Marek Borowski: zagłosowałbym na Kidawę-Błońską

Senator Koalicji Obywatelskiej Marek Borowski jest zdania, że największe szanse w starciu z Andrzejem Dudą, miałby kandydat pozapartyjny, niezależny. Wyznał też, na kogo by zagłosował, gdyby miał do wyboru kandydatury Małgorzaty Kidawy-Błońskiej i Roberta Biedronia.

Marek Borowski: zagłosowałbym na Kidawę-Błońską
Źródło zdjęć: © East News | Andrzej Iwańczuk/Reporter
Violetta Baran

30.10.2019 18:44

- To jest delikatna sprawa, negocjowana przez liderów ugrupowań wchodzących w skład paktu senackiego - stwierdził były marszałek Sejmu, senator Marek Borowski pytany w "Popołudniowej rozmowie" w RMF FM, czy jest gotowy zasiąść w fotelu marszałka Senatu.
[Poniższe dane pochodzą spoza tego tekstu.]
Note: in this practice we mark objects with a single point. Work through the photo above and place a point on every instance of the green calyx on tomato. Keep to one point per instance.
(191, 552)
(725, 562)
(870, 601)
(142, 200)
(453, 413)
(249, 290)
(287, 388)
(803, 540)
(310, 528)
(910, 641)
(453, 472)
Przyznał, że nikt do tej pory nie pytał go, czy chciałby tę funkcję objąć.

- Powiem tak, jeżeli trzej liderzy się do mnie z tym zwrócą, a 50 senatorów powie, że na mnie zagłosują, to jestem gotów to rozważyć - stwierdził Borowski.

Zdaniem Borowskiego sukces zwycięstwa senackiego nie będzie polegał na tym, że uda się wyłonić prezydium Senatu, ale "że będzie się współpracować przez resztę kadencji".
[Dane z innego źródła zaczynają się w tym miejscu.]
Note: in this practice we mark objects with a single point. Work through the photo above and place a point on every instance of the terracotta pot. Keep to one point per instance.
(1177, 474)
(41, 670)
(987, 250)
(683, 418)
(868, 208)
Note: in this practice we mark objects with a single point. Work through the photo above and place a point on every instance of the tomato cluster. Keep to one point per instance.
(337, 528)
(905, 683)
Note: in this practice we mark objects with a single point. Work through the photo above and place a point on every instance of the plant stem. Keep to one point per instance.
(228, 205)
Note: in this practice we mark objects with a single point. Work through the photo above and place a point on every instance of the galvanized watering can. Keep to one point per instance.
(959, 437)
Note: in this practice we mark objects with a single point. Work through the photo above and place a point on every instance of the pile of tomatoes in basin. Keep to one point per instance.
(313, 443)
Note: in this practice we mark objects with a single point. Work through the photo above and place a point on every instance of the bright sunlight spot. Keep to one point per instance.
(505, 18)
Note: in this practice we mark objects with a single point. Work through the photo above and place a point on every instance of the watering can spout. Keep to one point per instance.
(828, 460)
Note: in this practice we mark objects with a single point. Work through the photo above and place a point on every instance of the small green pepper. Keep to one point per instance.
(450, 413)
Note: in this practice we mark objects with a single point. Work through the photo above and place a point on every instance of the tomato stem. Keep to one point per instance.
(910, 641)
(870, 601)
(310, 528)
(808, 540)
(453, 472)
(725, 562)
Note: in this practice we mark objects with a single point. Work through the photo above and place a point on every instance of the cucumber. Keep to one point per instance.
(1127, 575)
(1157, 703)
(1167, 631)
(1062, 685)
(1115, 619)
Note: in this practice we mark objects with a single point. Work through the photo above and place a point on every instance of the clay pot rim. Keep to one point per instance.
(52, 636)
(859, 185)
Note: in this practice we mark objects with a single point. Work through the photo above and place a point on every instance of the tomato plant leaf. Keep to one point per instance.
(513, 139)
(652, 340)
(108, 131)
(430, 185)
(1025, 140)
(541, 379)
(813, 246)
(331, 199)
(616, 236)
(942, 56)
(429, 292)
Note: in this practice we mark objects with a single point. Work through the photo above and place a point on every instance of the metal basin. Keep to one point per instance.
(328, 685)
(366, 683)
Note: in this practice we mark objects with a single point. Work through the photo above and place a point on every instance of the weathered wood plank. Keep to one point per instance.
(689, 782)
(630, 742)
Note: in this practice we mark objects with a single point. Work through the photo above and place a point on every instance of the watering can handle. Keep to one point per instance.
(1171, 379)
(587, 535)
- Jak stanę przed takim wyborem w II turze, to się zastanowię. Jeśli pan mówi o I turze, to wydaje mi się jednak, że na Kidawę-Błońską, bo ma większe szanse, by pokonać Dudę - stwierdził Borowski na kogo zagłosowałby w wyborach prezydenckich: Na Małgorzatę Kidawę-Błońską czy Roberta Biedronia.

- Dzisiaj potrzebujemy kandydata, który będzie w stanie pokonać Dudę, nie chodzi o to, by był mniej lub bardziej prawicowy, lecz prezydenta, który będzie przestrzegał zasad praworządności. Nie kieruję się lewicowością kandydata, tylko szansami na pokonanie Dudy - mówił były marszałek Sejmu.

Borowski opowiedział się zorganizowanie prawyborów, które wyłoniłyby kandydata na prezydenta. - Jest czas na prawybory. Prawybory będą częścią kampanii wyborczej. Taka forma wyłonienia kandydata przyciąga ludzi, aktywizuje wyborców - tłumaczył.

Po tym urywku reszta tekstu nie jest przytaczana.